Chapitre 7
Une chouette rousse faisait les cent pas au clair de lune. Petite mais dodue, elle se tenait bien droit pour se donner de la contenance. Ses immenses yeux dorés étaient cernés de plumes brunes qui lui dessinaient des lunettes. L’air sérieux, elle se racla la gorge avant de prendre la parole :
— Nous avons étudié le processus d’éclosion de la graine. L’amour prend racine dans le bassin, court le long de la colonne vertébrale, s’épanouit dans la poitrine et fleurit dans la tête. En revanche, il met à mal plusieurs organes sur son passage. Le cerveau se la coule douce, le cœur s’emballe, l’estomac se noue. Certains prétendent même avoir des papillons dans le ventre.
La lune leva non pas un, mais deux sourcils.
— Nous avons toutes les raisons de croire que c’est à cause d’un fantôme qui ne veut pas tomber aux oubliettes. Celui du papillon qui a attiré la toute première victime de l’amour dans les filets de l’araignée.
— Vous êtes en train de me dire qu’il n’est plus de ce monde ?
La chouette hocha la tête, la mine grave.
— Son bagout l’a sauvé une fois, pas deux.
La lune observa une minute de silence. Le papillon était rentré à la maison. Elle aussi retournerait à la poussière, le moment venu ; et savoir qu’elle aurait un jour l’occasion de le remercier en personne soulageait son chagrin.
Le soleil, resté en retrait jusqu’alors, intervint :
— Assez bavardé ! Pouvons-nous nous débarrasser de l’amour ou allons-nous subir les conséquences de l’inconséquence de la lune jusqu’à la nuit des temps ?
— C’est tout feu tout flammes là-dedans, dit la chouette en pointant une aile vers son crâne. L’amour, c’est comme le chiendent. Une fois qu’il est là, bonne chance pour le déloger !
La lune avait toujours entretenu de bonnes relations avec les chouettes, qui lui faisaient des rapports détaillés de ce qu’il se passait sur terre. C’est qu’elles avaient le goût du travail bien fait. En revanche, elles avaient le soleil en horreur.
— Ton hibou cherche la bagarre.
— Qui est-ce que tu traites de hibou ?
Furieuse, la chouette vola vers le soleil jusqu’à s’en brûler les ailes. Mais de retour sur la terre ferme, affaiblie, elle se rendit compte qu’elle y avait laissé des plumes, – beaucoup de plumes.
Certaines batailles sont perdues d’avance. Ce n’est pas être faible que de renoncer à un combat que nous n’avons aucune chance de remporter, c’est être sage.
Le soleil perdit patience. Il s’approcha dangereusement de la terre, qui se mit immédiatement à suer à grosses gouttes. La lune n’avait pas réussi à lui faire entendre raison, aussi les fleurs se mirent à faner, les rivières à se tarir et les animaux à dépérir. Armé de sa couronne de rayons, le soleil était aveuglé par la conviction d’agir dans l’intérêt de tous. Le sol était si chaud que de minuscules braises surgirent ; le vent, qui voulait bien faire, souffla pour rafraîchir l’air sans se douter un seul instant qu’il leur donnerait l’élan nécessaire pour se muer en épouvantables incendies qui se mirent à ravager les quatre coins de la terre. Mais loin d’y voir un désastre, le soleil y vit une opportunité : celle de repartir à zéro.

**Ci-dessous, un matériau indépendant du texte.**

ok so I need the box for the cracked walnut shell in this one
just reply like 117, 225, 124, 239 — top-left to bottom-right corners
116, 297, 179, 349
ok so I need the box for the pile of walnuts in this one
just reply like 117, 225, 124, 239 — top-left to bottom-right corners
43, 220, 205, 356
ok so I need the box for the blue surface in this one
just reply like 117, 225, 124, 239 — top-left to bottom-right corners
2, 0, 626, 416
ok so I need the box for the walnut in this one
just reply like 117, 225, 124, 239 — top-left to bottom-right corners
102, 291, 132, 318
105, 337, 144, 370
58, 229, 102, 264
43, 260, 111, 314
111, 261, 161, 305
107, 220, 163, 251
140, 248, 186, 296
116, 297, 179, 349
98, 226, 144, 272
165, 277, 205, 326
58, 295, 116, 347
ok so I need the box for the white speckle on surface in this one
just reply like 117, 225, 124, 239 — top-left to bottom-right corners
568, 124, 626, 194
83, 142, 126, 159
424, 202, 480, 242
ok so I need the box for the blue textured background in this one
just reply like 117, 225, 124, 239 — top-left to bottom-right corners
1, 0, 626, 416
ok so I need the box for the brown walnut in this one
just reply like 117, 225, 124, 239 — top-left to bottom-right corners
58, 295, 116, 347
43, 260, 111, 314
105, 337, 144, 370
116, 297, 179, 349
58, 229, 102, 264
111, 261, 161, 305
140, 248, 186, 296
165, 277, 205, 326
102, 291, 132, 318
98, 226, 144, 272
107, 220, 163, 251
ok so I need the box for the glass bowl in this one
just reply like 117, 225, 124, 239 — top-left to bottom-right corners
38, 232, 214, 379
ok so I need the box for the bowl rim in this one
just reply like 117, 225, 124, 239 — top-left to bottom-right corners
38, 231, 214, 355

Sourd aux supplications de la lune, et aux cris d’effroi des étoiles, le soleil se mit à douter lorsqu’il vit un vieillard pleurer à chaudes larmes devant une maison grignotée par les flammes. Un peu plus loin, il vit une oiselle dont la robe blanche était noircie par la cendre. Cramponnée au nid qu’elle avait assemblé une branche après l’autre, elle était incapable de choisir quel œuf sauver parmi ceux qui étaient disposés là, dans l’attente de voir le jour. C’est là que le soleil prit la mesure de ce qu’il était en train d’infliger à la terre, et recula.